Begitulah hakikatnya fungsi penguasa dalam pandangan Islam, yakni sebagai pelaksana hukum-hukum syariah Islam secara praktis dalam kehidupan. Namun sayang hal tersebut tak dapat kita rasakan hari ini. Sebab penguasa hari justru menerapkan liberalisme yang merupakan anak kandung dari sistem demokrasi yang dibanggakan. Setiap orang dibebaskan memilih apapun sesuai kehendaknya, apalagi yang berkaitan dengan ranah privat, termasuk urusan berpakaian, negara tak boleh mengaturnya.
//Indonesia Menutup Aurat//
Sudah saatnya setiap muslimah di negeri ini menyadari akan fitrah penciptaannya, yakni sebagai seorang hamba yang sudah selayaknya tunduk pada aturan Allah. Berpakaian sesuai syariat Islam merupakan bukti keimanan, maka implementasinya wajib dipaksakan, bukan sebuah pilihan. Karena jelas, Islam telah mengatur bagaimana semestinya seorang muslimah yang sudah baligh menutup auratnya secara sempurna ketika berada di kehidupan umum, seperti di jalanan, sekolah, pasar, kantor, kampus, dll. Dia akan berdosa apabila tidak menutup auratnya tersebut.

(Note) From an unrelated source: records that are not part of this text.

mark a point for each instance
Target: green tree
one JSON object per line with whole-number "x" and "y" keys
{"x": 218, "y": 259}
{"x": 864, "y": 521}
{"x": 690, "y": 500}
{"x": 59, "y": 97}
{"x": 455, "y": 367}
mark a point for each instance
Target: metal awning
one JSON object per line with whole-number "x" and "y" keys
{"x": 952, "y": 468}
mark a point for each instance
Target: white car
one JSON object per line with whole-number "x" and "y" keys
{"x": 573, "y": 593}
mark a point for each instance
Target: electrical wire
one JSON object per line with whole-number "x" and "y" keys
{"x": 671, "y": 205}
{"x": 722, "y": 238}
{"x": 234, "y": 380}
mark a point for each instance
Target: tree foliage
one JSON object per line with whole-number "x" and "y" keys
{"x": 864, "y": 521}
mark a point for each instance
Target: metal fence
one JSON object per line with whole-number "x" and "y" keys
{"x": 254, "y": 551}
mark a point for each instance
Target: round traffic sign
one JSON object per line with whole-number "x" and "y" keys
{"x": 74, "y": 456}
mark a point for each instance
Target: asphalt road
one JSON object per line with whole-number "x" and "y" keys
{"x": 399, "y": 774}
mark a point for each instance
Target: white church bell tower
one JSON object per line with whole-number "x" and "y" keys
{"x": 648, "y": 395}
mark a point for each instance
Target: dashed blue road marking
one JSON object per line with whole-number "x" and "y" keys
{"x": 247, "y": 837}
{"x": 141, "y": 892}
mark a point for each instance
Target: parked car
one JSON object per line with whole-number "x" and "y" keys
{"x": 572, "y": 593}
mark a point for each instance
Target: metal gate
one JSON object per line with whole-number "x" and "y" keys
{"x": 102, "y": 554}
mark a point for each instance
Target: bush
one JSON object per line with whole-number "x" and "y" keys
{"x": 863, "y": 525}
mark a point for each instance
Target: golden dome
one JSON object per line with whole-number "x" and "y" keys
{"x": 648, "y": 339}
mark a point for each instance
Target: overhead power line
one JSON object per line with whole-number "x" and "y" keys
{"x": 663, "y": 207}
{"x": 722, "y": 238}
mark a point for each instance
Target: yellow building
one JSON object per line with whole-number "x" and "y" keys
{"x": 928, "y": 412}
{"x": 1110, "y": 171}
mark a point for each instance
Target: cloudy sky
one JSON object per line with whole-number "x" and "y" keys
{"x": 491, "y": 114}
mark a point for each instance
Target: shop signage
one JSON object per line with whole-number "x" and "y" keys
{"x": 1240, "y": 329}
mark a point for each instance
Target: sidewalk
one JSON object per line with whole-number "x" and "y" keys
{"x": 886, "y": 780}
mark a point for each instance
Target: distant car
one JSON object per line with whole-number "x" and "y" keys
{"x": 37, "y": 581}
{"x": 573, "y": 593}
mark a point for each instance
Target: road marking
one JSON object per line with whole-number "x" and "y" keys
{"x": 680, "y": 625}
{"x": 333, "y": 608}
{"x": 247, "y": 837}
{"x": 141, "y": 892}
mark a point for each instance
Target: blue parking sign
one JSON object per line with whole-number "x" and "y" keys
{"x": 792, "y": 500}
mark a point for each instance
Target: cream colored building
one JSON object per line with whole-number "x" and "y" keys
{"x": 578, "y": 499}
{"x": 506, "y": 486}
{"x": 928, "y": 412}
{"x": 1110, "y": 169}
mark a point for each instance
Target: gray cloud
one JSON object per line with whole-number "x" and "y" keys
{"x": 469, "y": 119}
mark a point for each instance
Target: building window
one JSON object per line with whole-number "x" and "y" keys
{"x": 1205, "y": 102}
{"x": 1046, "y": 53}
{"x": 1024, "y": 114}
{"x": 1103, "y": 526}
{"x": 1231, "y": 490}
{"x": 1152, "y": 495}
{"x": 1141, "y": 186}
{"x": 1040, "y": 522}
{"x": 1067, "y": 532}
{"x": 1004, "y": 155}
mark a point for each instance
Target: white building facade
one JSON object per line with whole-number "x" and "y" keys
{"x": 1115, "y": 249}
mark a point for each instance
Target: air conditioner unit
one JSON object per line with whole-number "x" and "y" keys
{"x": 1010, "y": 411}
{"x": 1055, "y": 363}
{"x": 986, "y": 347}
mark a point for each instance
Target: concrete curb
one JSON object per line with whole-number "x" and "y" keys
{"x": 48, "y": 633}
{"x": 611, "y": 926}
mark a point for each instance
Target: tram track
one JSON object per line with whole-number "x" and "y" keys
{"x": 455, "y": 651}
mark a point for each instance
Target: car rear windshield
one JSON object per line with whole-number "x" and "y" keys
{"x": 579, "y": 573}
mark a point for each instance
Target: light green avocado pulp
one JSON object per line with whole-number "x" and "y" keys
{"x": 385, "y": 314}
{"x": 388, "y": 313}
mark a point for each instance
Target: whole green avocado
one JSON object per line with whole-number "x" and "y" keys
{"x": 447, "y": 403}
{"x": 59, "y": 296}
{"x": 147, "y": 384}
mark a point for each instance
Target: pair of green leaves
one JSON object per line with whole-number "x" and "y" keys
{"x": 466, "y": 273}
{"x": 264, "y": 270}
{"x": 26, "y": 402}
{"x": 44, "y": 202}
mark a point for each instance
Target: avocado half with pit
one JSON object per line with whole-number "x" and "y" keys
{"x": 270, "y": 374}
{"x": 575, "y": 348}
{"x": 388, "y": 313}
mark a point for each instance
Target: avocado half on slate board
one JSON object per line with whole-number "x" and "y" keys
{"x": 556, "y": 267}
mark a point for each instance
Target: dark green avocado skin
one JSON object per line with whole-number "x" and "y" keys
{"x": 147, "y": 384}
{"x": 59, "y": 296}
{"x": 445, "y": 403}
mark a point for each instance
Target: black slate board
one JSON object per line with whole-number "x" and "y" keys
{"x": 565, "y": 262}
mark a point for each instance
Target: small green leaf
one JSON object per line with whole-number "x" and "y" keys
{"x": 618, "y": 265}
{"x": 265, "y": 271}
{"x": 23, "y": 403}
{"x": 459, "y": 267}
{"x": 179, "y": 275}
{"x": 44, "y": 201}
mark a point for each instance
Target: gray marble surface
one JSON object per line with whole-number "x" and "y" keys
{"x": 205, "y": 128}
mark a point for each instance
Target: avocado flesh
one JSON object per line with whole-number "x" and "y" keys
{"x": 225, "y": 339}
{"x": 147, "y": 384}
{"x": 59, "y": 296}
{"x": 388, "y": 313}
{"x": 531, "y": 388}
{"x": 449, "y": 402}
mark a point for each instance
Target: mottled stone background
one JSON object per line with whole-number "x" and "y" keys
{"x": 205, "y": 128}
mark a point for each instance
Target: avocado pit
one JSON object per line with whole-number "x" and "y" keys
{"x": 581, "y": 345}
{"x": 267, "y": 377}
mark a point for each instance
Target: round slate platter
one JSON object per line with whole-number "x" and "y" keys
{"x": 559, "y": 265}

Dalil-dalil tentang kewajiban menutup aurat bagi Muslimah sudah jelas dan lugas. Rasulullah Shallallahu Alaihi Wasallam bersabda mengenai batasan aurat perempuan. Berdasarkan hadist Abu Daud, dari ‘Aisyah radhiallahu’anha, Beliau berkata:
“Asma’ binti Abu Bakar pernah menemui Rasulullah Shallallahu Alaihi Wasallam dengan memakai pakaian yang tipis. Rasulullah Shallallahu Alaihi Wasallam pun berpaling darinya dan bersabda, ‘Wahai Asma, sesungguhnya seorang wanita itu jika sudah haid (sudah baligh), tidak boleh terlihat dari dirinya kecuali ini dan ini’, Beliau menunjuk wajahnya dan kedua telapak tangannya.“
Adapun mengenai model pakaian penutup aurat bagi Muslimah, syariat pun telah mengaturnya. Yakni jilbab sebagai pakaian yang wajib dipakai oleh Muslimah apabila keluar dari ranah privatnya. Dalam Kamus Al-Muhith, jilbab maknanya adalah pakaian yang lurus tak berpotongan, menyerupai sirdab (terowongan). Orang Indonesia mungkin lebih mengenalnya sebagai gamis.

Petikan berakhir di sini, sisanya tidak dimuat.